F. H. : Cette dédicace, cela ressemble à
des poupées russes, mais au milieu, il y a l’alliance, une sorte de
déhiscence, puisque mon épouse ne sort pas de ma mère (quoiqu’en disent
certains psychologues, du reste). Il y a la femme d’où je sors, celle où
j’entre, et celles-ci, Esther, Judith, Marthe, qui surgissent de nous
deux et nous poussent à l’étonnement de Supervielle : « Et fallait-il
qu’un luxe d’innocence / Allât finir la fureur de nos sens ? »S’agissant
de profondeur, il faut bien le reconnaître, c’est au féminin qu’on
pense d’abord. La distinction du mâle et de la femelle, d’après
Aristote, tient à ce que le mâle « engendre dans un autre » et la
femelle « engendre en soi ». La femme est ainsi le premier séjour de
l’homme. Son ermitage mobile. La mer intérieure qui vient bientôt le
rejeter, comme Jonas, sur les côtes de Ninive. Pour ce qui est du
judéo-christianisme, le réduire à un paternalisme transcendant est un de
ces clichés qui passe à côté de la transcendance véritable. Dieu n’est
ni mâle ni femelle, ou plutôt il assume en lui, sur un mode ineffable, à
la fois les perfections du masculin et du féminin. Isaïe entend
l’Éternel dire : Je gémis comme une femme en travail. Et le terme
central de la Révélation est celui de miséricorde, rakhanim,
en hébreu,
qui signifie littéralement les « entrailles maternelles ». La Bible
insiste ainsi sur l’utérus de Dieu. La judéité se transmet d’ailleurs
par l’utérus d’une juive. Ce que le Nouveau Testament reprend de manière
radicale : l’utérus de Marie porte le Dieu fait chair. Si ce n’est pas
une exaltation du féminin, ça !
J. H. : Autre paradoxe, justement :
comment soutenir que le catholicisme réhabilite la chair, mieux : la
copulation sexuelle, alors que le Christ fut célibataire et que Marie sa
mère, la Vierge, l’a conçu du Saint-Esprit ?

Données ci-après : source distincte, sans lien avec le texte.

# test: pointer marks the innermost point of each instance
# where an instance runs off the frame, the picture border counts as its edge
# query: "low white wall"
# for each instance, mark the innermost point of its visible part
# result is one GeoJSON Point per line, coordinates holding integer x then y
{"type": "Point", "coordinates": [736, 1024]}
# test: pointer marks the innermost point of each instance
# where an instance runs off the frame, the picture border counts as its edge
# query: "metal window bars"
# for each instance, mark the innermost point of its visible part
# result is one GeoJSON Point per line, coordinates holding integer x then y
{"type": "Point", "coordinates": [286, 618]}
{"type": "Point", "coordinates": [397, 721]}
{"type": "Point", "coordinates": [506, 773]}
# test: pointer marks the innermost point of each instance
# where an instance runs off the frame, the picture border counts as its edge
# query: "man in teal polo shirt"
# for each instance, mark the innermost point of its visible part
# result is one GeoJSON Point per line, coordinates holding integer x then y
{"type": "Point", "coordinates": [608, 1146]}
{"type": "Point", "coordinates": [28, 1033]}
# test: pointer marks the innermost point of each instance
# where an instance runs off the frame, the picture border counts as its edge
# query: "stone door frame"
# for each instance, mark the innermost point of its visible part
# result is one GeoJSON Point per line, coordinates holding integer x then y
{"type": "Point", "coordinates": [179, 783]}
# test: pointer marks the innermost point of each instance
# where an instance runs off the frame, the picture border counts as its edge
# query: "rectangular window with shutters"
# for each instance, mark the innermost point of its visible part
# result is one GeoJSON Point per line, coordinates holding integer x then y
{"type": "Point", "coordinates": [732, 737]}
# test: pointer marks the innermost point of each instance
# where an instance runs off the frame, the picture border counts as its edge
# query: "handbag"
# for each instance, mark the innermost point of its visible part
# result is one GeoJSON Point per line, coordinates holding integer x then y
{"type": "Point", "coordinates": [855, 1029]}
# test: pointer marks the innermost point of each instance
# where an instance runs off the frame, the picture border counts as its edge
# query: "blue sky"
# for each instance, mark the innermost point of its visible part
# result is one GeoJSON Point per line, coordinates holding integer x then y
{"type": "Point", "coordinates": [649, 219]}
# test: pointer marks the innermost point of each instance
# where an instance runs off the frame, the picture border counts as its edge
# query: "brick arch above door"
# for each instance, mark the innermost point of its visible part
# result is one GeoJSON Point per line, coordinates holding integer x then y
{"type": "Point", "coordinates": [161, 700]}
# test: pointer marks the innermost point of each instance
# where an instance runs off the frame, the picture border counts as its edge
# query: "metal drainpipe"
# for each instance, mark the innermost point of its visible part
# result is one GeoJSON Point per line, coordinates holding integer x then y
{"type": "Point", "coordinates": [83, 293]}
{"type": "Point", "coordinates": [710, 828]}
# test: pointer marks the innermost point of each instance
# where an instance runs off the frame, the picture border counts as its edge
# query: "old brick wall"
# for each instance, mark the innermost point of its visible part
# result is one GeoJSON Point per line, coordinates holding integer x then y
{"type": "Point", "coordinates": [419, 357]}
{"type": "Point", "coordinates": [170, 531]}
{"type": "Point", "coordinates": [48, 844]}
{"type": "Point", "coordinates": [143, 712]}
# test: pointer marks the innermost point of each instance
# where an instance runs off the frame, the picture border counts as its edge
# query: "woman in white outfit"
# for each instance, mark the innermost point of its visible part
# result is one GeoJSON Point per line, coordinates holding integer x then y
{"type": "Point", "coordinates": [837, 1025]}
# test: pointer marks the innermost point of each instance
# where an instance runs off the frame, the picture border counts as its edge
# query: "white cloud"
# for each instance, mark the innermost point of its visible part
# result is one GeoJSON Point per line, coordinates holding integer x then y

F. H. : Le Christ n’est célibataire que
pour mieux être l’époux de chaque âme. Marie n’est vierge que pour en
être mieux la mère. Pour le catholique, ils sont exemplaires, mais ils
restent marqués d’un privilège intransmissible : je ne suis pas le
Verbe, et ma femme n’a pas conçu couverte « par l’ombre de l’Esprit »,
mais par ma masse essoufflée, pour ainsi dire. Le catholicisme reste
avant tout la religion de l’Incarnation : sous un certain rapport, la
chair y est plus spirituelle que nos raisonnements. L’acte le plus
mystique y consiste en une manducation : prendre Dieu dans sa bouche,
mastiquer l’Éternel, déglutir la Lumière des Nations, c’est dans ce
concret de baiser et de bave qu’est la contemplation la plus haute, -
rien à voir avec la petite harangue puritaine. Tous les sacrements
exigent le toucher, la proximité physique : la parole à distance, celle
qui ne se fait pas chair, n’y est jamais qu’un prélude. Quant à la
conjonction des sexes, il est certain que la foi catholique opère sur
elle un double effet inverse. D’une part, une
désacralisation : pas de
hiérogamie, pas de prostituées sacrées, si bien que se libère le champ
pour une sexualité libre que n’infestent pas les règles minutieuses d’un
rite social. D’autre part, une sanctification : il y a un sacrement de
mariage, en sorte que l’union conjugale de Robert et Micheline Tripied
devient signe vivant de l’union du Christ et de l’Église, pas moins.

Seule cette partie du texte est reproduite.